The rational world and the rational Urysohn space
Peter Cameron's Blog 2026-03-03
The set Q of rational numbers is obviously an interesting topological space. In 1920, Waclaw Sierpiński gave a lovely characterisation of it. The simplest way to state it is to say that a countable, metrisable, space without isolated points is homeomorphic to Q. (Sierpiński also gave a purely topological characterisation: a countable, second countable, 0-dimensional, T1 topological space without isolated points is homeomorphic to Q.)
In 1985, Peter Neumann named this topological space the rational world; he showed how Sierpiński’s theorem could be used to determine all the cycle types of auto-homeomorphisms of Q. (The word “auto-homeomorphism” is a mouthful, so I will simply say “automorphism” from now on.) The basic trick is very simple. If we can construct a countable metrisable space without isolated points and having an automorphism with some given cycle structure, then that is an allowable structure for an automorphism of the rational world.
Here is an example, from his paper. Consider the set of complex numbers with modulus 1 having the form exp(ikπ√2), for integers k, with the subspace topology induced from the complex numbers. It is easy to show that this set satisfies Sierpiński’s condition, and the map replacing k by k+1 is an automorphism. So the rational world has a cyclic automorphism.
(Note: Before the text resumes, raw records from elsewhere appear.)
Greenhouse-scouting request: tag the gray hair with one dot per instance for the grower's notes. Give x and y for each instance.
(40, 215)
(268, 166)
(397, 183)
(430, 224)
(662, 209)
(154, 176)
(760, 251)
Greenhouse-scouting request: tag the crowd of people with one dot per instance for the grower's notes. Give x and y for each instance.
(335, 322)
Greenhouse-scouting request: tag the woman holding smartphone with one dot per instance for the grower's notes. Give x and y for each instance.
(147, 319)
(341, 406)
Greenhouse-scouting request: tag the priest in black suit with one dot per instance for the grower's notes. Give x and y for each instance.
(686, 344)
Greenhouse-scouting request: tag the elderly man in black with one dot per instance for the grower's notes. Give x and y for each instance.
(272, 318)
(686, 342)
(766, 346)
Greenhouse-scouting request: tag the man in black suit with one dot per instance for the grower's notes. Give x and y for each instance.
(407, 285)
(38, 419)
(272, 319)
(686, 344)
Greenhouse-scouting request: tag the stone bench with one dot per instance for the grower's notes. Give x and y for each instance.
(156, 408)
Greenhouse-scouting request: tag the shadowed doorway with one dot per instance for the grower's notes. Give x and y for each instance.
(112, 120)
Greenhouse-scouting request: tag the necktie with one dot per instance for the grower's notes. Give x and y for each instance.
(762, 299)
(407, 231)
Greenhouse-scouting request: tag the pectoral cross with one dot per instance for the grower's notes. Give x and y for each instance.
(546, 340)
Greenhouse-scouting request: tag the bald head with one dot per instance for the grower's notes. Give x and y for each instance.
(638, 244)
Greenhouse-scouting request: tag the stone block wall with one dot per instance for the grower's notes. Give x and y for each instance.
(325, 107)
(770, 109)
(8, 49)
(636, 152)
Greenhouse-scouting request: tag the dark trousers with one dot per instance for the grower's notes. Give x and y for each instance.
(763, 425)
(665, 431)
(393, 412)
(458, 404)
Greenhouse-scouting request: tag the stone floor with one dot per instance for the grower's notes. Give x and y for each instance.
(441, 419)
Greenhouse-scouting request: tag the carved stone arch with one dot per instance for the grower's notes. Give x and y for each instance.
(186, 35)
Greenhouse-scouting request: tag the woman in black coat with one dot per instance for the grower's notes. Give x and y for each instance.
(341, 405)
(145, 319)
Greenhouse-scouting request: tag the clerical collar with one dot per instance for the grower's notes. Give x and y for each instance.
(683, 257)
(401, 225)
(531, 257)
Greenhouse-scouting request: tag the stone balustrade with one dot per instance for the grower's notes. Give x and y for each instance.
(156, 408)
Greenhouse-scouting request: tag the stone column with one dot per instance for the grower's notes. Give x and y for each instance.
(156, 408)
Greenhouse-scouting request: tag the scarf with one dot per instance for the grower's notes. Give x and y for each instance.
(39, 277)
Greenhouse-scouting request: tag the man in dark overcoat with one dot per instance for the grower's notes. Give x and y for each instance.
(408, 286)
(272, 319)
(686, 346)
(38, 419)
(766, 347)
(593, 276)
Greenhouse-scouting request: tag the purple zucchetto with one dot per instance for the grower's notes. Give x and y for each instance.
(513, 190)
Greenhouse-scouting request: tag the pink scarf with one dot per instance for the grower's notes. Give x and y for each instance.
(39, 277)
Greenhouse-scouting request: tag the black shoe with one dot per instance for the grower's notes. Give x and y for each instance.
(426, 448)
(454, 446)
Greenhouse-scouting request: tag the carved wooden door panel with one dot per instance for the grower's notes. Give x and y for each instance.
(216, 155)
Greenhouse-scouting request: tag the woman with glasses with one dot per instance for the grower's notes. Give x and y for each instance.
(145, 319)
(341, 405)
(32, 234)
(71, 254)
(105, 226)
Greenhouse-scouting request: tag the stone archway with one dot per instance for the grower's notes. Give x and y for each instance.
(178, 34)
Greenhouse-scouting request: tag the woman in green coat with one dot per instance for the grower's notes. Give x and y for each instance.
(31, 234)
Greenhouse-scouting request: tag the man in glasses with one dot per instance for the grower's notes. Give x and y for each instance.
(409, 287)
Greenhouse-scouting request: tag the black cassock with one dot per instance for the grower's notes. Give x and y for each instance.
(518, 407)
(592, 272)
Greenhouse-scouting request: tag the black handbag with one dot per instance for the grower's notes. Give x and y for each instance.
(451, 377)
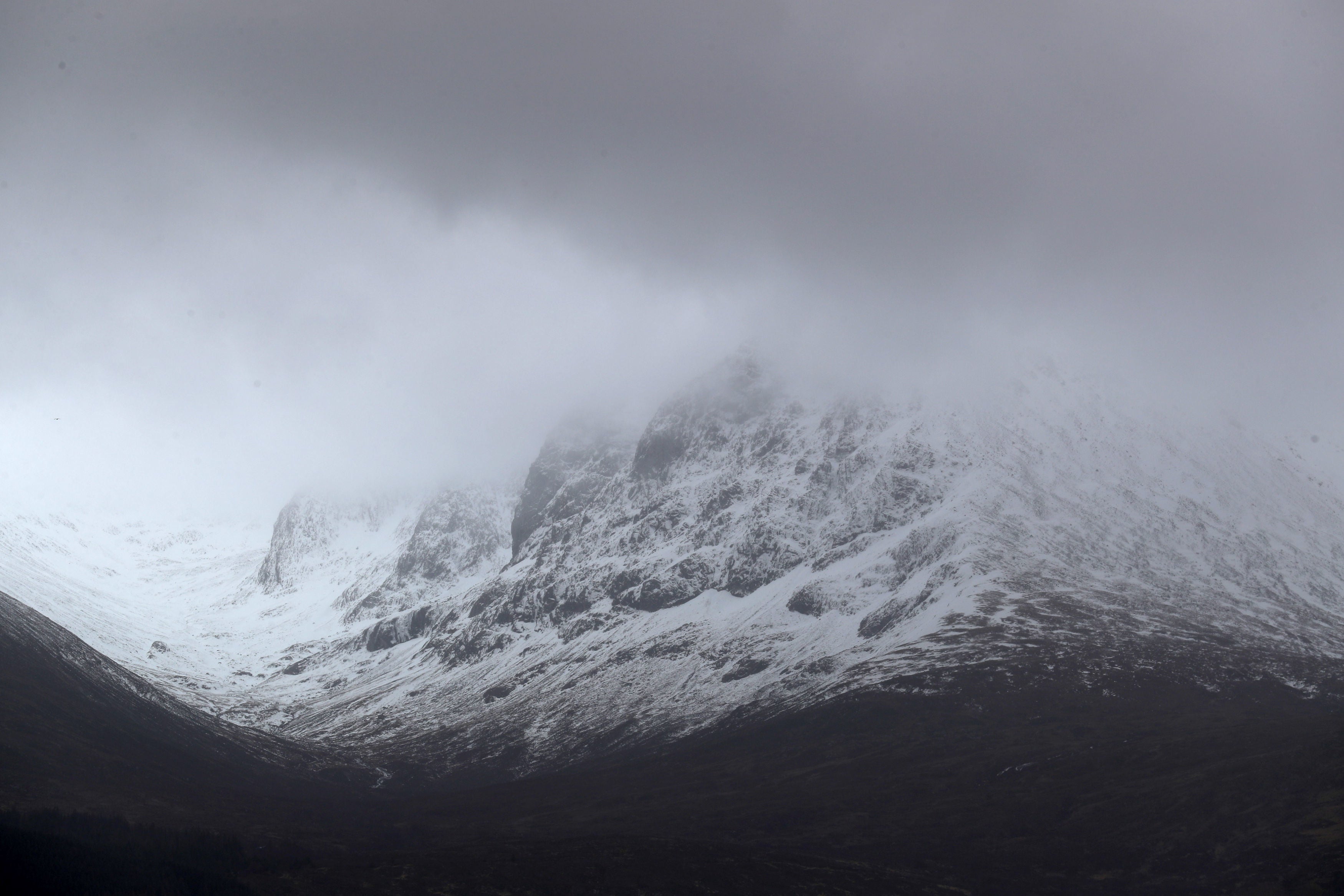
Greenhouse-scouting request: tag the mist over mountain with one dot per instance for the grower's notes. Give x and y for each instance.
(750, 448)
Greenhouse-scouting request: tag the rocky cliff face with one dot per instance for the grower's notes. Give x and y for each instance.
(750, 553)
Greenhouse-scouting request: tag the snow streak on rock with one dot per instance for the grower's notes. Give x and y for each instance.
(749, 553)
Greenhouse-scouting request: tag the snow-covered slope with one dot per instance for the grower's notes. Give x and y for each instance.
(748, 553)
(210, 610)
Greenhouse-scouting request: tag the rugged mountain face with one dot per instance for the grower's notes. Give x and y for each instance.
(750, 553)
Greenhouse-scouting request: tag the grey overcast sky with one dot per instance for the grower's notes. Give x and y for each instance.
(247, 246)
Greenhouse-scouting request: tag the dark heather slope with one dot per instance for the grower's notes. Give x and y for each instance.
(80, 733)
(992, 780)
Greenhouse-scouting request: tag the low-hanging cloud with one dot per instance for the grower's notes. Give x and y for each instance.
(427, 229)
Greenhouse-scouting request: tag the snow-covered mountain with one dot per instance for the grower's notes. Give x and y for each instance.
(749, 551)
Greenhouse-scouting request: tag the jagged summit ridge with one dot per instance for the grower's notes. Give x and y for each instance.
(752, 550)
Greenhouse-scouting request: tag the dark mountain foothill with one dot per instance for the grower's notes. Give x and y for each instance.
(1038, 645)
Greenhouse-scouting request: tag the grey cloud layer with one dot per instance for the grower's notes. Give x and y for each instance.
(1158, 179)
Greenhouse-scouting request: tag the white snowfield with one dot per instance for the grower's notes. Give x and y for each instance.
(746, 553)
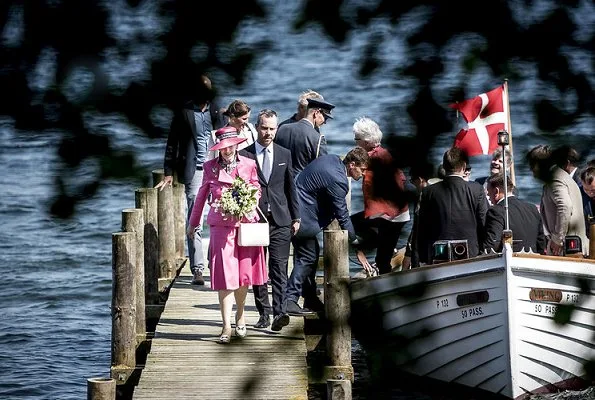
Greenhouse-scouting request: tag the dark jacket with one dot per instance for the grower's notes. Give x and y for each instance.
(304, 143)
(322, 189)
(524, 220)
(181, 147)
(452, 209)
(279, 192)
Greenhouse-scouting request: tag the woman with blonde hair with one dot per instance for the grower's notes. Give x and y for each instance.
(238, 113)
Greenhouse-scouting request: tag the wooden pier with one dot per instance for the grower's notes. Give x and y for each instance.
(186, 362)
(165, 330)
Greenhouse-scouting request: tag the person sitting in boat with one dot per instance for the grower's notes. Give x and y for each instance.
(588, 193)
(452, 209)
(524, 219)
(419, 176)
(496, 167)
(561, 203)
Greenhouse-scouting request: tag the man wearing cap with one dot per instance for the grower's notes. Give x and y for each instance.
(302, 107)
(301, 137)
(185, 153)
(322, 188)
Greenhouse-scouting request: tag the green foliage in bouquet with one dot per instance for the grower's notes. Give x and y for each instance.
(239, 200)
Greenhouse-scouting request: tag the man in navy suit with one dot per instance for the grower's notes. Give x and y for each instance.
(322, 189)
(280, 205)
(185, 153)
(302, 138)
(452, 209)
(523, 219)
(588, 193)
In the paper, Neumann gives necessary and sufficient conditions for the cycle type of a permutation of a countable set to be realised by an automorphism of the rational world.
Let us turn this principle on its head.
In 2006, Anatoly Vershik and I looked at the Urysohn metric space and studied its isometries. This is best done via the rational Urysohn space, the Fraïssé limit of the class of finite rational metric spaces (that is, metric spaces with all distances rational). We showed that the rational Urysohn space has cyclic isometries, and hence the “real” Urysohn space has isometries all of whose orbits are dense. Now the rational Urysohn space is easily seen to be an exemplar of the rational world, and so a cyclic isometry of the rational Urysohn space gives us a cyclic automorphism of the rational world, as in Neumann’s result.
So my question is: Which cycle structures of automorphisms of the rational world are induced by isometries of the rational Urysohn space? And how do conjugacy classes of automorphisms split into conjugacy classes of isometries? It may be that there are interesting results to be found here.